Background: African Americans are disproportionately impacted by type-2 diabetes, having the highest diabetes-related incidence, morbidity, and mortality rates of all racial and ethnic groups.  Current literature suggests that African Americans are significantly less adherent to self-management recommendations than whites, possibly accounting for increased complications and mortality rates among this population (Shenolikar, Balkrishnan, Camacho, Whitmire, & Anderson, 2006, p. 1075). To date, studies to understand factors influencing adherence in this population primarily have been quantitative.  Furthermore, qualitative studies have been limited to females.  It is imperative to also include African American males in qualitative studies, as gender may play a crucial role in understanding adherence behaviors. 

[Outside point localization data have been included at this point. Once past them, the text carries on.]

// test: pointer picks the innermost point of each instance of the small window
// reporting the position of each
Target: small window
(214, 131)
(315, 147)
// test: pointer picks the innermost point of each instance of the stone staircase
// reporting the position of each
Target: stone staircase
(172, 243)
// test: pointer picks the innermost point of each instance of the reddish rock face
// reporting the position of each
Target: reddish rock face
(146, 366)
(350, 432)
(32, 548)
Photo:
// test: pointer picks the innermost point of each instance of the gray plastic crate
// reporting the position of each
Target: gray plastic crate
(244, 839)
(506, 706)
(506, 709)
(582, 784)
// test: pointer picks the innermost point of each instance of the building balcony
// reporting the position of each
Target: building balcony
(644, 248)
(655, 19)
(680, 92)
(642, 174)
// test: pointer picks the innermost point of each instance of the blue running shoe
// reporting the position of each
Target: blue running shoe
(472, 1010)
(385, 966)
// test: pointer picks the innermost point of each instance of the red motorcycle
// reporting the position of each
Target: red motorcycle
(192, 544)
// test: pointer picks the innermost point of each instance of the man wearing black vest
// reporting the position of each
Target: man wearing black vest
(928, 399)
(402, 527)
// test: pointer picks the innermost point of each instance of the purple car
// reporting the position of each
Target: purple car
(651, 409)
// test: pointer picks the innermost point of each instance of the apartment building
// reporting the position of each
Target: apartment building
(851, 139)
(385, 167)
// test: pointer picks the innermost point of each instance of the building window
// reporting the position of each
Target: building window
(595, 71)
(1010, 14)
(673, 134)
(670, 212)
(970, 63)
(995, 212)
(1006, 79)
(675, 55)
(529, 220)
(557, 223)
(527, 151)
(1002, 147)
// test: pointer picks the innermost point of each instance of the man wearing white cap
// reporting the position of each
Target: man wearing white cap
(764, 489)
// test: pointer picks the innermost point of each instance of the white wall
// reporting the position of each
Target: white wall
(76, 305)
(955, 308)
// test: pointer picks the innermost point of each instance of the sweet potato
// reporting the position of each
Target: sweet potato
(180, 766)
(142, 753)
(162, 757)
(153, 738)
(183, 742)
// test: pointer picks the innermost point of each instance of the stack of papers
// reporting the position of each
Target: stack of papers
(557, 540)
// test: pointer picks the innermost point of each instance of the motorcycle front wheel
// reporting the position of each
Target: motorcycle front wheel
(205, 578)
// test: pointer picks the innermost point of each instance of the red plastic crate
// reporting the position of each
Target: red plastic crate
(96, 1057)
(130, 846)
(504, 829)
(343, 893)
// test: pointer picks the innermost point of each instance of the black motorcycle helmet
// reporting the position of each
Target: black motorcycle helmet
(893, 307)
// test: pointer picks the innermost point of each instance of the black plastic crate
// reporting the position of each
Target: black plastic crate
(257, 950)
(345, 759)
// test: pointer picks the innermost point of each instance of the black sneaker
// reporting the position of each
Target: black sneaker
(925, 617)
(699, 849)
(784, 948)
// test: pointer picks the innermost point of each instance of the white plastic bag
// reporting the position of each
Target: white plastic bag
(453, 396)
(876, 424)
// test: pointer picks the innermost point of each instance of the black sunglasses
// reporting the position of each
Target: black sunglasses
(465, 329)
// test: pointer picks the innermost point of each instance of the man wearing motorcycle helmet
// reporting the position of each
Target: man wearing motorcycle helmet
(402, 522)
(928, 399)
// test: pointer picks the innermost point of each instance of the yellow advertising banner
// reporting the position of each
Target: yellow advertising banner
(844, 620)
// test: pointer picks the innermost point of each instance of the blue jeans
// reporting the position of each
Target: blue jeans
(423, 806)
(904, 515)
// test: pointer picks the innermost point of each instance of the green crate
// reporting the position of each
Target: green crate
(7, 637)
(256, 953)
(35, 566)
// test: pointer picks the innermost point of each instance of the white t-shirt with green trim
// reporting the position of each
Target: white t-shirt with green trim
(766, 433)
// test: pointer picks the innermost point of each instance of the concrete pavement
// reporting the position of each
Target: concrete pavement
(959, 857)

Methods: African Americans with type-2 diabetes were interviewed in focus groups.  Four groups consisted of female participants, and three groups consisted of male participants, for a total of 38 participants.  The sessions were recorded, transcribed, coded, and analyzed.  Analyses were conducted using Atlas ti qualitative data analysis software.  The Health Belief Model was the theoretical framework used to guide the analysis.

Findings:  Female participants emphasized pain as a barrier to adherence to regular glucose monitoring.  Female participants also indicated a greater perceived severity of diabetes complications, and often referenced mortality more than male participants.  Perceived sense of self-efficacy for diabetes adherence and self-management varied by gender.  Male participants often expressed a high degree of perceived control in managing their diabetes, and were optimistic.  In contrast, female participants felt less control over their ability to manage their diabetes, and often noted stress and frustration.  Male participants emphasized the necessity of a structured schedule for timely medication administration.  Specifically, memory was noted as a barrier to timely medication administration for males.  In contrast, female participants indicated that memory was a barrier to timely glucose monitoring and eating.  Social support from peers, family members and other social networks were noted facilitators to diabetes adherence by both gender groups.  Female participants expressed the importance of and need for peer networks to exchange information on how to manage their diabetes.  Male participants focused less on peer networks, and acknowledged familial support for their diabetes management, including assistance with organizing medication.

Conclusion:  Male and female participants perceive similar barriers and facilitators to diabetes adherence.  Appraisal of these barriers and facilitators differ by gender.